In what I think is the third episode of the current (on iPlayer) series of Silent Witness, Nikki serves as expert witness at the retrial of a convicted murderer, and her evidence gets him off the charge. But the ensuing investigation into exactly who did commit the murders casts doubt upon her judgement, and soon Problems look to be Arising, as they so often do.
I will say this for the first part of Coup de Grace, it kept me guessing. Usually when Murder Mysteries are this obvious about a suspect, it turns out to be a Red Herring, and so that’s what you expect. But the trailer for the next episode, as well as the very cliffhanger-y cliffhanger at the end of this episode, looks like that isn’t going to happen. I’m not going to say this is very groundbreaking, because it isn’t. But – interesting, perhaps, is a good word.

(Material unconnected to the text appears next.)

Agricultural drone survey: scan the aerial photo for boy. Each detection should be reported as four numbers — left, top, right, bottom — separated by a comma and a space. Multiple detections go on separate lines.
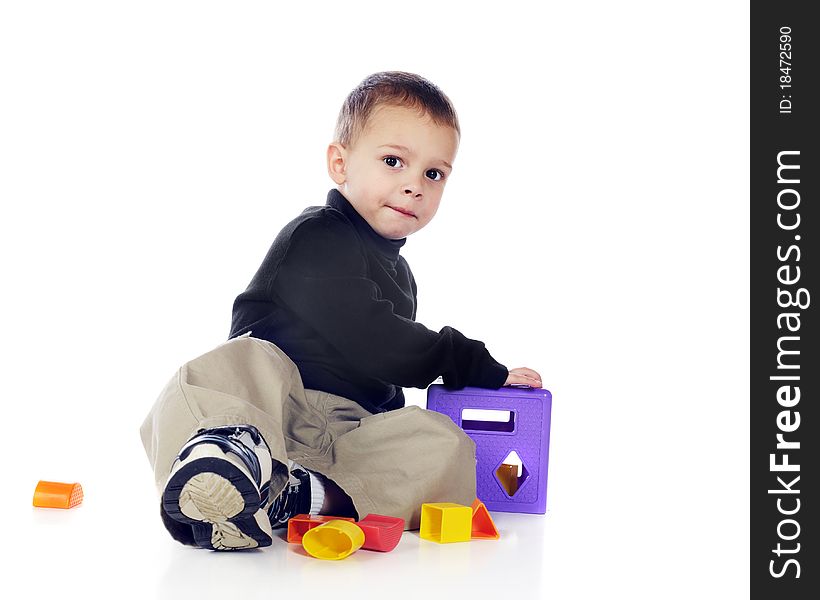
141, 72, 541, 550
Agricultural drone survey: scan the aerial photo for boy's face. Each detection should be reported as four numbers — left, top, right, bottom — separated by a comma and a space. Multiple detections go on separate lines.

Actually, Silent Witness recently has been more about character than about creating any great level of suspense in its audience. Not even character. Drama and Excitement is more like it. Stand-offs and hostages and guns. All a bit dramatic for a forensic team, but there you are. The point is that it’s all getting a bit formulaic: the suspect with a War Story wandering round with a perpetually Distressed Face; the demanding and draconian detective leader who Isn’t A Bit Like Us and who Doesn’t Understand Science (or, apparently, Justice); the slimy lawyer with a Hidden Agenda. Oh, and apparently only one kind of drug exists in Silent Witness-land.
This would all be fine if the Murder Mystery was compelling enough, but it just isn’t. There is no mystery. And if there is we aren’t encouraged to care about it.
So I would like to ask the ITV Murder Mystery people, very nicely, whether we can’t have Lewis back, please.